2. Benchmark solution#
2.1. Calculation method used for the reference solution#
The aim is to impose a stress state with axial symmetry and whose components \({\sigma }_{\mathit{rr}}\), \({\sigma }_{\theta \theta }\), \({\sigma }_{\mathit{zz}}\) and \({\sigma }_{\mathit{rz}}\) do not depend on the position \((r,z)\) step. We are also restricted to the situation where \({\sigma }_{\mathit{rr}}={\sigma }_{\theta \theta }\).
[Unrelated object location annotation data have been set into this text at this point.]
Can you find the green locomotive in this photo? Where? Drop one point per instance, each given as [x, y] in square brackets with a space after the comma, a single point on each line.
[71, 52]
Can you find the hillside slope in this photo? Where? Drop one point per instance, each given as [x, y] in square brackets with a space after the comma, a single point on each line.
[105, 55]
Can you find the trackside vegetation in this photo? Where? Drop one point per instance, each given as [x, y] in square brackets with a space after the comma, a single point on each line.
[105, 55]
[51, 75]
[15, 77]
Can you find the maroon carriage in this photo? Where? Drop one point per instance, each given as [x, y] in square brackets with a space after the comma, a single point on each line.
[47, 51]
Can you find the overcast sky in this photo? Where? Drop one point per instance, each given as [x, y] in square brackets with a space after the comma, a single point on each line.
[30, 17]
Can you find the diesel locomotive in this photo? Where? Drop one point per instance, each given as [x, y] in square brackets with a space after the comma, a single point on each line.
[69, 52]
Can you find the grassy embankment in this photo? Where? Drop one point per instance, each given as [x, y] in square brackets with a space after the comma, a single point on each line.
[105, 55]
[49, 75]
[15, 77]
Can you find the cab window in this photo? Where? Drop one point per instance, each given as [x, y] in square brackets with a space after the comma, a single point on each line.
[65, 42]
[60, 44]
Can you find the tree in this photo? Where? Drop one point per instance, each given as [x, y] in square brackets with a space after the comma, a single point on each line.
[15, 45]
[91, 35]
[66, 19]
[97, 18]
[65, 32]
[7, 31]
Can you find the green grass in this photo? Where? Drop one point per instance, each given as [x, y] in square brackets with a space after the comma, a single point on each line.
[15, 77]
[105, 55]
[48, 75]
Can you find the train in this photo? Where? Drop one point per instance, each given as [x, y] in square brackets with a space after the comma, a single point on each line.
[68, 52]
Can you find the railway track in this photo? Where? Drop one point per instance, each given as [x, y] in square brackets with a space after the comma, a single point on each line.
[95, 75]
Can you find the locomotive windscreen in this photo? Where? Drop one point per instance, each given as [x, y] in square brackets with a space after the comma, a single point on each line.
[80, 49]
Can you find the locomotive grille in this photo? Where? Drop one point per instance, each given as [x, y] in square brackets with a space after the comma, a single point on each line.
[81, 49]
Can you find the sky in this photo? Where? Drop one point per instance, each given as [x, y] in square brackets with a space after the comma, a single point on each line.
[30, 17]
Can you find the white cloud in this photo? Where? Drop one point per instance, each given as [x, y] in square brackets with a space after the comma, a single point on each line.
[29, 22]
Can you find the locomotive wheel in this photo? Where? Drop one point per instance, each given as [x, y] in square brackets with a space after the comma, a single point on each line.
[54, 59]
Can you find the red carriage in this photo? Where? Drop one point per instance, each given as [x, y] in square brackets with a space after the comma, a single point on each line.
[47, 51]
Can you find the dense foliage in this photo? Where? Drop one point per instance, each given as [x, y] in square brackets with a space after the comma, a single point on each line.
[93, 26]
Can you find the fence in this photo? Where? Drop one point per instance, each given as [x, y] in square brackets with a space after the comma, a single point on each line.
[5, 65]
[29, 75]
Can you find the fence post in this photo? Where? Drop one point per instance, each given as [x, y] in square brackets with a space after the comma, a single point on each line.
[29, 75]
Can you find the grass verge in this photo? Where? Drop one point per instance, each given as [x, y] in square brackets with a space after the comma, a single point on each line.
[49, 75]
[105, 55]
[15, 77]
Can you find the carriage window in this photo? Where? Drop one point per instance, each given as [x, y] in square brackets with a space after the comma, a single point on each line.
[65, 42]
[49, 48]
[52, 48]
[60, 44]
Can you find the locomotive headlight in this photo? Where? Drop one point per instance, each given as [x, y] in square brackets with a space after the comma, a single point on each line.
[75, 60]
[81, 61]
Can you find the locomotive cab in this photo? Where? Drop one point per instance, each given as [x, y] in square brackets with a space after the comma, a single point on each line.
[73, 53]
The equations of equilibrium in the volume are verified as long as a vertical volume force is imposed:
\({f}_{z}=-\frac{{\sigma }_{\mathit{rz}}}{r}\)
The equilibrium equations at the edges of the cylinder require the imposition of surface forces \(T\) equal to \(\sigma \cdot n\) where \(n\) designates the outgoing normal to the surface. They are written:
top edge \(z=H\): \(T={\sigma }_{\mathit{zz}}{e}_{z}+{\sigma }_{\mathit{rz}}{e}_{r}\)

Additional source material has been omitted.